9 Mar 2024 1:39 #31238

Dan,

What is Vstack and how does it differ from stack or heap ??

I know about Stack and Heap, but what is Vstack and why is it limited to 8 GBytes, when Heap gets all virtual memory ?

I have recently come across this 'VSTACK' limit when trying to write/read 8.5 GByte records to a binary file. ( this is an ongoing issue for solving 'Fails to save arrays > 4GB'

I used ' read (lu) vector(1:nn)'

The problem is that this array section initiates a temporary copy of vector(1:nn)
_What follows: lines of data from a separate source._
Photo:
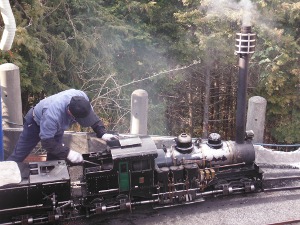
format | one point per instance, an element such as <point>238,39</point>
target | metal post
<point>256,115</point>
<point>11,102</point>
<point>245,44</point>
<point>1,130</point>
<point>139,112</point>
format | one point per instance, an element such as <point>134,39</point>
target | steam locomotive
<point>132,171</point>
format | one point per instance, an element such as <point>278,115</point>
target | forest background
<point>180,51</point>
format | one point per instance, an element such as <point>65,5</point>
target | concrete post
<point>256,117</point>
<point>11,96</point>
<point>139,112</point>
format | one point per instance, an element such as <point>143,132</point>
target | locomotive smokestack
<point>244,46</point>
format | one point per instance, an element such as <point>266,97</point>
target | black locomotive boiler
<point>135,171</point>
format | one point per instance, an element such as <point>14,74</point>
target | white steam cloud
<point>243,10</point>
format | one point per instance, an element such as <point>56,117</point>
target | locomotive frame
<point>134,172</point>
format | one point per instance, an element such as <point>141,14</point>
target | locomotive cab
<point>126,170</point>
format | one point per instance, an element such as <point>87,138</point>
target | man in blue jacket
<point>48,120</point>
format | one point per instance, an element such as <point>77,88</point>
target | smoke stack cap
<point>214,141</point>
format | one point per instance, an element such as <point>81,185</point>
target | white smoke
<point>243,10</point>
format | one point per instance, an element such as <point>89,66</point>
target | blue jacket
<point>52,117</point>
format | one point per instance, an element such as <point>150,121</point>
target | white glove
<point>74,157</point>
<point>109,137</point>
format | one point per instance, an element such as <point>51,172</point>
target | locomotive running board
<point>180,204</point>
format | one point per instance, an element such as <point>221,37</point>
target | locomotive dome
<point>184,143</point>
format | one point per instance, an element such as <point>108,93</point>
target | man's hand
<point>74,157</point>
<point>110,137</point>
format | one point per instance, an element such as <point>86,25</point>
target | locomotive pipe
<point>245,43</point>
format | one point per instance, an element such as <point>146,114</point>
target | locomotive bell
<point>184,143</point>
<point>214,140</point>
Paul indicates this when he stated 'The FTN95 'virtual' stack is used for so-called automatic arrays and for temporary arrays created by the compiler to handle array sections that are not contiguous or not known to be whole arrays.'

So the solution is to avoid these temproary copies of these very large array sections. Use ALLOCATE wherever possible !!

In the above case my solution was to replace the read statement with a 'F77' wrapper :

       iostat = read_stream_vector ( lu, vector, nn )
         if (iostat /= 0 ) exit
...
    integer function read_stream_vector ( lu, vector, nn )
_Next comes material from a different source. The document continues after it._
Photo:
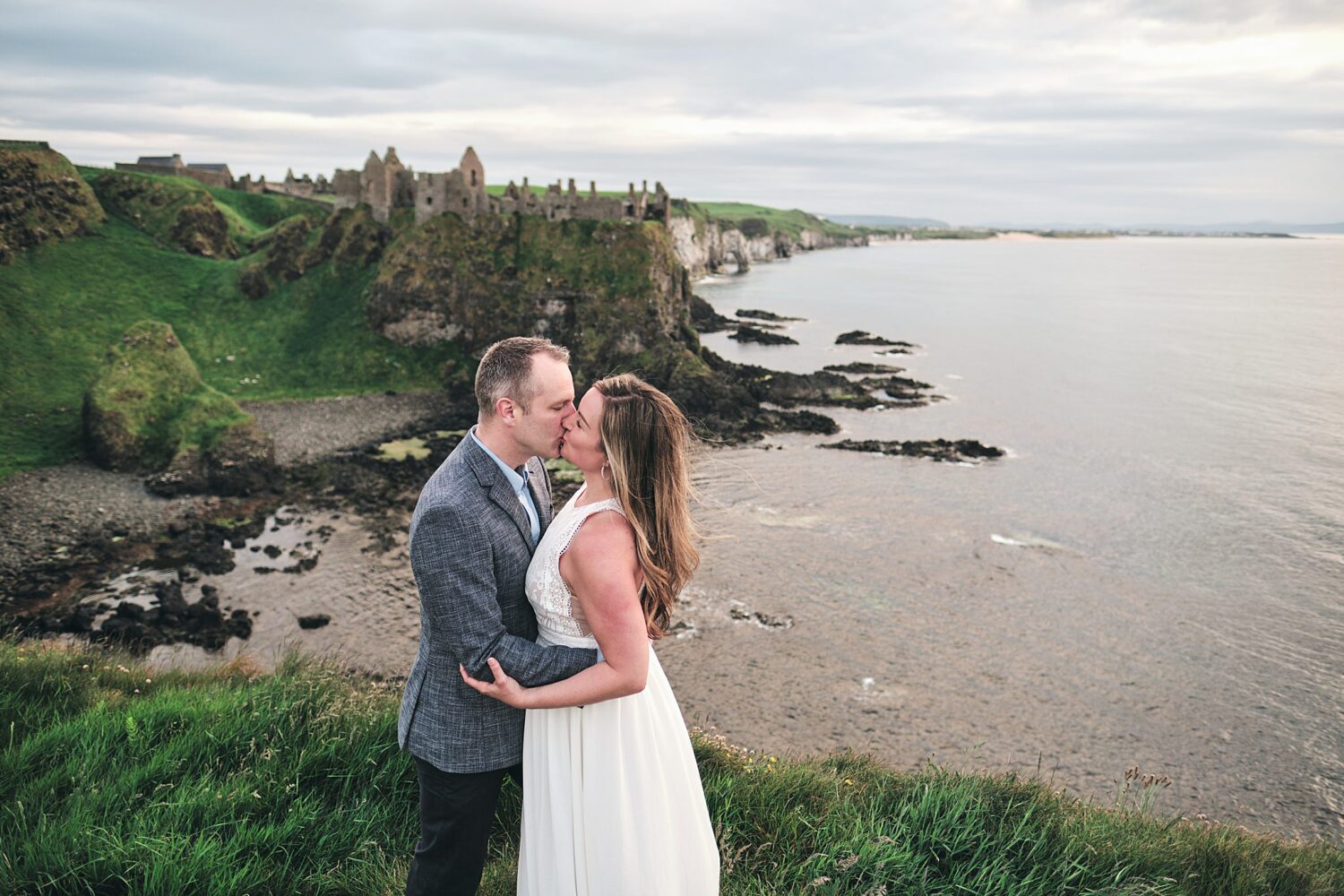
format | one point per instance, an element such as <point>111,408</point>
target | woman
<point>613,802</point>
   !  reads fortran unformatted sequential access records using stream access

     use timer_info
     integer*4 :: lu
     integer*8 :: nn
     integer*4 :: vector(nn)

     integer*8 :: four = 4, num_bytes
     integer   :: iostat
     real*4    :: gbytes

     num_bytes = nn*four
     gbytes    = real(num_bytes) / 2.**30

       seconds = delta_seconds ()
!z       read (lu,iostat=iostat) vector(1:nn)          ! this fails above 8 GBytes
!z       read (lu,iostat=iostat) (vector(k),k=1,nn)    ! this is very slow
     read (lu,iostat=iostat) vector                    ! this worked OK

     gb_sec  = GB_per_sec ( gbytes )
     write (*,12) '  reading record  nn = ',nn,' : iostat = ',iostat, gb_sec,' GB/sec'
  12 format (5x,a,i0,a,i0, 2x,f0.3,a  )   

     read_stream_vector = iostat

    end function read_stream_vector

The alternative ' read (lu) vector ' solved the problem, as the compiler now knows this is a contiguous vector in memory ( which it previously did not identify from the array section ) The other two alternatives I have commented out crashed or were far too slow.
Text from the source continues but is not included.